- Mayureswar Location in West Bengal, India
- Coordinates: 23°59′27″N 87°45′53″E﻿ / ﻿23.99078°N 87.764734°E
- Country: India
- State: West Bengal
- District: Birbhum

Population (2011)
- • Total: 11,142

Languages
- • Official: Bengali, English
- Time zone: UTC+5:30 (IST)
- PIN: 731213 (Mayureswar)
- Telephone code: 03462
- Lok Sabha constituency: Bolpur
- Vidhan Sabha constituency: Mayureswar
- Website: birbhum.nic.in

= Mayureswar =

Mayureswar is a village and gram panchayat in Mayureswar II CD Block in Rampurhat subdivision of Birbhum district in the Indian state of West Bengal.

==Name==
The name Mayūreswar is derived from Sanskrit Mayūreśvara, which is itself the name of a temple by the Mayurakshi or Mor river. Other variants of the name include Maureswar and Moresar or Molesar.

==History==
John Beames identified Mayureswar with the "Mudesar" of the Ain-i Akbari, which is listed as a mahal in sarkar Tanda.
It was listed with an assessed revenue of 1,503,352 dams.

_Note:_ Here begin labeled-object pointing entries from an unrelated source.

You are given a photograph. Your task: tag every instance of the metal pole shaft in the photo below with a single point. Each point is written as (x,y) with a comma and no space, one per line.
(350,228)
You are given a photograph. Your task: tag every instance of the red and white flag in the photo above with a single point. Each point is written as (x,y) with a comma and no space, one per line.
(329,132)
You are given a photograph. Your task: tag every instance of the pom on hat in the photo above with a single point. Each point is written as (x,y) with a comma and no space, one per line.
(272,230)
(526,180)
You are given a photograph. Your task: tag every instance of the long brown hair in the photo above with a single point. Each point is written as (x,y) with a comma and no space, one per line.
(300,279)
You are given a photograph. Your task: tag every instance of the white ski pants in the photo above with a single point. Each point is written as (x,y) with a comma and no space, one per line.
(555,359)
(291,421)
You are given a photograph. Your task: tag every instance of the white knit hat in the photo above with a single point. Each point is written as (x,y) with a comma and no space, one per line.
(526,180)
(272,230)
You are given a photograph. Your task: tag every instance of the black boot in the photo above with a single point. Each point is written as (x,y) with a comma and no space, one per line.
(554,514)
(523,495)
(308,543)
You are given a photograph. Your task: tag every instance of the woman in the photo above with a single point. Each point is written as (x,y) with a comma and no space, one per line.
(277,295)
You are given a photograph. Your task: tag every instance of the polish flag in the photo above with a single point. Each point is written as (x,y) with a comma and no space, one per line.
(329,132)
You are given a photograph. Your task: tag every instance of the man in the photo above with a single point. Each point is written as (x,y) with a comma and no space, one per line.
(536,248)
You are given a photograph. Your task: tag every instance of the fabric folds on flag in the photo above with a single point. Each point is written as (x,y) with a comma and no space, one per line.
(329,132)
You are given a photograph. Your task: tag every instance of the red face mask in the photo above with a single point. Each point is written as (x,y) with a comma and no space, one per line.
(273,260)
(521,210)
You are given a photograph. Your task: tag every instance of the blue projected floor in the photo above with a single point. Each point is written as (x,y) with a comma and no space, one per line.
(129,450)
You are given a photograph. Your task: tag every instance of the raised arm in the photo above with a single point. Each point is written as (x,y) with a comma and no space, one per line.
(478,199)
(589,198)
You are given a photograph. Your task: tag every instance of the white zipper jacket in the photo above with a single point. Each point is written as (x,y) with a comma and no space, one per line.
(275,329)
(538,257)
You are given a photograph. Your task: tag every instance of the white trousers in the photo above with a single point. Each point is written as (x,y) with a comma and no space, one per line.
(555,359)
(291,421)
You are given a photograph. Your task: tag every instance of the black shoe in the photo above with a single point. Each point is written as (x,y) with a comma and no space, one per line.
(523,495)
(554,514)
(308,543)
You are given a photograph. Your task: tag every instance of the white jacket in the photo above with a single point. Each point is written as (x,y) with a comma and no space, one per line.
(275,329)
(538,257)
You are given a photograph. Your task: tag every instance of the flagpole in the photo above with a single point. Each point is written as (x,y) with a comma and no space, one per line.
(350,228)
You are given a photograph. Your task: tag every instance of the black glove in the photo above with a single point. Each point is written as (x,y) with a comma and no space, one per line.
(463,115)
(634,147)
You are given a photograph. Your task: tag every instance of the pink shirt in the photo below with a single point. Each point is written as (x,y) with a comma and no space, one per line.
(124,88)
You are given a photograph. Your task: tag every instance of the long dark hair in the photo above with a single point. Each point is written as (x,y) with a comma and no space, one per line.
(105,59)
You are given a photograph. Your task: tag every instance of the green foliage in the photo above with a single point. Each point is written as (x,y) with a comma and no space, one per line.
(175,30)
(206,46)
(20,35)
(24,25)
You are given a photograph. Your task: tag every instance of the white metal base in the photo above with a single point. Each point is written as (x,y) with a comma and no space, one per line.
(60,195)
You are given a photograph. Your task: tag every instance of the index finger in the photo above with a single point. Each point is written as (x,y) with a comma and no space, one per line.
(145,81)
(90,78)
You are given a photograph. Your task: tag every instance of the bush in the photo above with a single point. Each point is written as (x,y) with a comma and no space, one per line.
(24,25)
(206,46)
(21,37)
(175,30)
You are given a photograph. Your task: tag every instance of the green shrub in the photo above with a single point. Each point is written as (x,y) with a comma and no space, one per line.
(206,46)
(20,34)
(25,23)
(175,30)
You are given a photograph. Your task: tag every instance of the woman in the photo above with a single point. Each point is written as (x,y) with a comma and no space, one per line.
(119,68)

As of 1877, Mayureswar was described as the seat of the pargana of Darin Maureswar. The village's inhabitants were described as primarily engaged in sericulture and silk spinning.

==Geography==

===Location===
Kotasur, the CD Block headquarters, is 10 km away from Mayureswar. Suri, the district headquarters, is 30 km away.

===Police station===
Mayureswar police station has jurisdiction over Mayureswar I and Mayureswar II CD Blocks.

===Gram panchayat===
Villages in Mayureswar gram panchayat are: Brahmanbahara, Chaulja, Kamarhati, Kushtor, Mayureswar, Paramtor and Singari.

===Overview===
The northern portion of Rampurhat subdivision (shown in the map alongside) is part of the Nalhati Plains, a sub-micro physiographic region, and the southern portion is part of the Brahmani-Mayurakshi Basin, another sub-micro physiographic region occupying the area between the Brahmani in the north and the Mayurakshi in the south. There is an occasional intrusion of Rajmahal Hills, from adjoining Santhal Parganas, towards the north-western part of the subdivision. On the western side is Santhal Parganas and the border between West Bengal and Jharkhand can be seen in the map. Murshidabad district is on the eastern side. A small portion of the Padma River and the border with Bangladesh (thick line) can be seen in the north-eastern corner of the map. 96.62% of the population of Rampurhat subdivision live the rural areas and 3.38% of the population live in the urban areas.

Note: The map alongside presents some of the notable locations in the area. All places marked in the map are linked in the larger full screen map.

==Demographics==
As per the 2011 Census of India, Mayureswar had a total population of 11,142 of which 5,650 (51%) were males and 5,492 (49%) were females. Population below 6 years was 1,502. The total number of literates in Mayureswar was 6,521 (67.65% of the population over 6 years).

==Transport==
SH 11, running from Mohammad Bazar to Ranaghat, passes near Mayureswar. Nearest railway station is Gadadharpur.

==Post Office==
Mayureswar has a delivery sub post office, with PIN 731213, under Suri head office. Branch offices using the same PIN are situated at Brahmanbahara, Chhamna, Chhototurigram, Daspalsa, Kaleswar, Kanutia, Kotasur, Kuliara, Kusumi, Mohurapur and Parulia.

==Culture==
Kripanath Smriti Pathagar, a government-sponsored library at Mayureswar, was established in 1979. It has its own pucca building.